Half augustus vindt het festival Le vent sur larbre plaats. Klassieke muziek op inspirerende locaties in de Zuid-Morvan. Voor de opening gingen we naar museum Bibracte voor een pianoconcert van Shani Diluka met dans door Kaori Ito. Ik had verwacht dat het in een auditorium zou zijn. Het was dus een verrassing dat we in het museum zelf plaatsnamen. De stoelen stonden in twee lange rijen tegenover elkaar opgesteld. Als een soort onverhoogde catwalk met aan het eind de piano.

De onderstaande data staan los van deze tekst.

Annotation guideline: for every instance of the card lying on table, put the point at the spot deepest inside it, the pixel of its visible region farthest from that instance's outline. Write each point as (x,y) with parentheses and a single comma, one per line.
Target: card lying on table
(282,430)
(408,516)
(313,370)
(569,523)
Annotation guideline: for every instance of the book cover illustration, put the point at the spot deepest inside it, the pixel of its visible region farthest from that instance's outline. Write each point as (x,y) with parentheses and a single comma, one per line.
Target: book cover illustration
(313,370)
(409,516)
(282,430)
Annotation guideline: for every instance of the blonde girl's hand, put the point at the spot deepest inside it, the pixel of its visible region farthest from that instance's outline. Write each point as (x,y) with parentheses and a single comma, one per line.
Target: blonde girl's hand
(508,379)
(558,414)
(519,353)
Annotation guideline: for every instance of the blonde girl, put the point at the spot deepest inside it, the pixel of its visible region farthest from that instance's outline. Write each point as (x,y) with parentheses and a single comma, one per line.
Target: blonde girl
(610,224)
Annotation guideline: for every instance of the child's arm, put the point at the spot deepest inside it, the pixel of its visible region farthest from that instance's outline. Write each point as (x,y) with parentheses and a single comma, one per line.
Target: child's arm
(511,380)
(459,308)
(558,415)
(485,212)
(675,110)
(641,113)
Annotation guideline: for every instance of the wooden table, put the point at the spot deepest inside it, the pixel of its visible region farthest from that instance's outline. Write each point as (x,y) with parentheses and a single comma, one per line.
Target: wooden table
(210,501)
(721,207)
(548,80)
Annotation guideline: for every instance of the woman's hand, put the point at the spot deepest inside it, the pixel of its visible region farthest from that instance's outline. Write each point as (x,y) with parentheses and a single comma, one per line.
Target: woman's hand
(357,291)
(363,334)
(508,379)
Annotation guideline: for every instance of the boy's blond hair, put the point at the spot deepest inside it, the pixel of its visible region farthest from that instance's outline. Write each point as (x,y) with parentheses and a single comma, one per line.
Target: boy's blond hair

We sloten aan in het laatste deel van de rij stoelen. Met achter ons de museumvitrines. Ik keek over de schouder van mijn overbuurman uit op bronzen pijlpunten. Naast ons zat een verzorgde dame ‘d’un certain age’, niet de jongste meer. Zodra Valérie de Saint Maur, de voorzitter van het festivalbestuur, voorbij kwam, klampte ze haar aan. ‘Is de piano hier wel te horen?’ vroeg ze op indringende wijze. Valérie bleef de kalmte zelf: ‘We hebben het getest tijdens de repetities en de stoelen gezet tot waar het geluid reikt,’ probeerde ze haar gerust te stellen. Daar nam de dame geen genoegen mee. ‘We zitten te ver weg van de piano!’
Haar man zat tevreden op zijn stoel aan het einde van de rij in afwachting van het concert. Maar de dame had er geen fiducie in. ‘Kom op, spoorde ze hem aan, we lopen naar voren en gaan daar wel ergens staan.’ Gedwee volgde hij zijn vrouw waarop zijn stoel werd ingenomen door een man met meer vertrouwen in de organisatie.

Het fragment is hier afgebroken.